Standardized control unit and microcode layout

HISTORY

Complex digital circuits can be described in different ways for the purpose of (re) creating them in FPGAs. One way that was curiously absent is the practice of microcoding. Looking at the history of computing in the last 70 years, this approach has been very popular for all sorts of devices from custom controllers to CPUs. This article describes the history of microcoding and its applications very well:

https://people.cs.clemson.edu/~mark/uprog.html

Coming to the era of particular interest to retrocomputing hobbyists (60, 70ies and 80ies), microcoding was extremely widespread technique. Most minis and mainframes of the era used it,for example PDP-11:

https://ia801908.us.archive.org/12/items/bitsavers_decpdp1111codeListingApr81_5149506/EY-C3012-RB-001_Microcode_Listing_Apr81.pdf

When the microprocessor revolution started, some of the early 8-bit CPUs were using "random logic" to implement their control unit (6502, Z80, 1802), but in order to build something more flexible and faster, microcoding was the only game in town. One could almost say that the microcoding was the standard "programmable logic" way of the day, just as today FPGAs are.

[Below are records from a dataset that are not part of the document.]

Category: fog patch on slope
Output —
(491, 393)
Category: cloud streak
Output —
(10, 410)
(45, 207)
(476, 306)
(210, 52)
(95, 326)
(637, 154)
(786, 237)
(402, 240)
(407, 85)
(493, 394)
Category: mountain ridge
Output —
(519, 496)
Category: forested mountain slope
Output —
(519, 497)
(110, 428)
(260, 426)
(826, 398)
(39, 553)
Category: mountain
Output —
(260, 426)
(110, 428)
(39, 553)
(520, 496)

One company in particular made fame and fortune using microcoding: AMD. The Am29xx family of devices was the way to create custom CPUs and controllers, or re-create minis from previous era and shrink them from small cabinet to a single PCB. Alternatively, well-known CPUs could be recreated but much faster. For example:

https://en.wikipedia.org/wiki/Microcodehttps://en.wikichip.org/w/images/7/76/An_Emulation_of_the_Am9080A.pdf

(note: based on the well documented design above, I coded it in VHDL and got 8080 monitor to run, see link in main project page)

Once the complexity of single - chip CPUs rose, microcoding again gained prominence, and is present from the first iterations of 68k and 8086 processor families until now (for example, description of 68k microcode: https://sci-hub.st/https://doi.org/10.1145/1014198.804299 )

HELPFUL ANALOGY

The problem is, so many variations of microcoding design obfuscate the beautiful simplicity of it all, which essentially boils down to:

That's right:

- the circumference of the cylinder is the depth of the microcode memory - the bigger it is the more complex the tune / instruction set. However it is always limited and hard-coded (unless one replaces the cyclinder, which is also possible in microcoding)

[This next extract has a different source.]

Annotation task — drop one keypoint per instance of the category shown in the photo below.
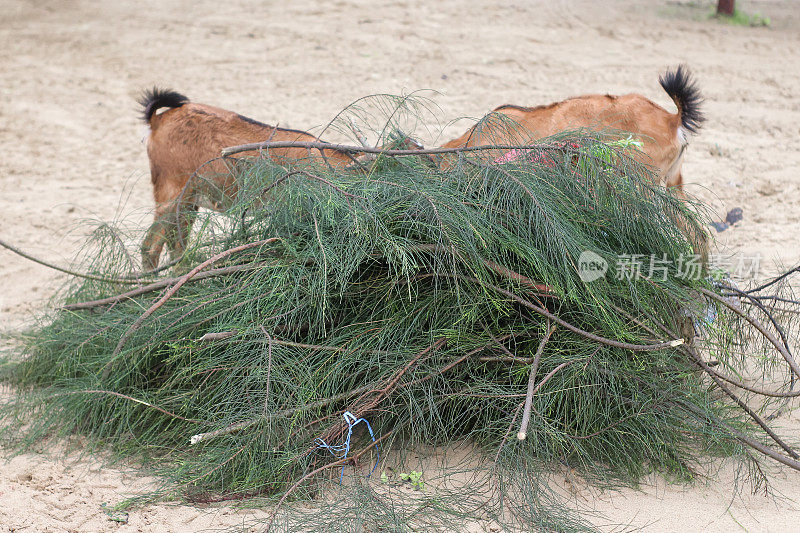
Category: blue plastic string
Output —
(340, 451)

- the length of the cylinder determines the complexity of the design - more "notes" can be played at the same time (inherent parallelism)

- turning the crank faster is equivalent to increasing the execution frequency of the microinstruction, up to the point where the vibrating metal cannot return to the neutral position to play the right tune any more (meaning that the cycle is faster than the latency paths in the system)

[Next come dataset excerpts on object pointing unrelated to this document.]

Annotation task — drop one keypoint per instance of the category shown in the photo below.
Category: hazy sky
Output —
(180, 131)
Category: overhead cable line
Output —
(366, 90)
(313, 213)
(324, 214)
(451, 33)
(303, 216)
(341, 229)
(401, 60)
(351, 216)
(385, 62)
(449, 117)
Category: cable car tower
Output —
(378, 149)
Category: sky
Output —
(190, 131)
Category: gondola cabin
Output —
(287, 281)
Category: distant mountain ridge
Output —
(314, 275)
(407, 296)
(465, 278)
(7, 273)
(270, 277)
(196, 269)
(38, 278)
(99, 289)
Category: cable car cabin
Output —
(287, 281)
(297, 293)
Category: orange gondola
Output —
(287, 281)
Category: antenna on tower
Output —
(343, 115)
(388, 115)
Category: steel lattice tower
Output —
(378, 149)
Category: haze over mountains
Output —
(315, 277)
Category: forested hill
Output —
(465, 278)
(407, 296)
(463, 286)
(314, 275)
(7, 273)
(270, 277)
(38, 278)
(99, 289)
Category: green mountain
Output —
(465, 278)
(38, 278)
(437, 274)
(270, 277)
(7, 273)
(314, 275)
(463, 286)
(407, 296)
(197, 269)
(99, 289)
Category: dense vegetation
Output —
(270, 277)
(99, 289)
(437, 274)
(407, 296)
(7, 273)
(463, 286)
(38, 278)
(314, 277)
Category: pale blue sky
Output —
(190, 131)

The only missing part in the picture above would be the ability to disengage the cylinder, rotate to a specific start position ("entry point of instruction execution"), then engage and play to some other rotation point for a complete analogy.

DESIGN FOR SIMPLICITY

To capture the simplicity, I opted for a parametric design design pattern where the structure is always the same but its characteristics can be varied widely using parameters U, V, W, S, C. These parameters are given as microcode compiler statements. Let's look at the those:

.code U, W ..

.mapper V, U ...

.controller S

. if C ...

.then U

.else U

This will generate:

mapper memory with V address lines (2^V words) and width U
code memory with U address lines (2^U words == circumference of cylinder above) and width W (length of cylinder above)
microprogram controller with S microprogram counters ("stack"), which can:
- select from 2^C conditions
- branch to U - 4 locations in the code memory
- execute following 4 special instructions: next, repeat, return, fork

Here is a schematic representation rendered using highly sophisticated state of the art tools:

The constraints of parameters are:

Given that 2U + C bits will be consumed by the microprogram controller, that means W > (2U + C) to leave at least some useful control bits to drive the design
The mapper memory address is usually directly connected to the output of "instruction register" - which means that V <= [instruction register width].
Meaningful U is >= 4 (yes, 16 micro-instructions are sufficient for some simple designs)
Meaningful C is >= 2 (4 conditions, true, false and two additional ones)
V can be 0 (some designs don't need any mapper)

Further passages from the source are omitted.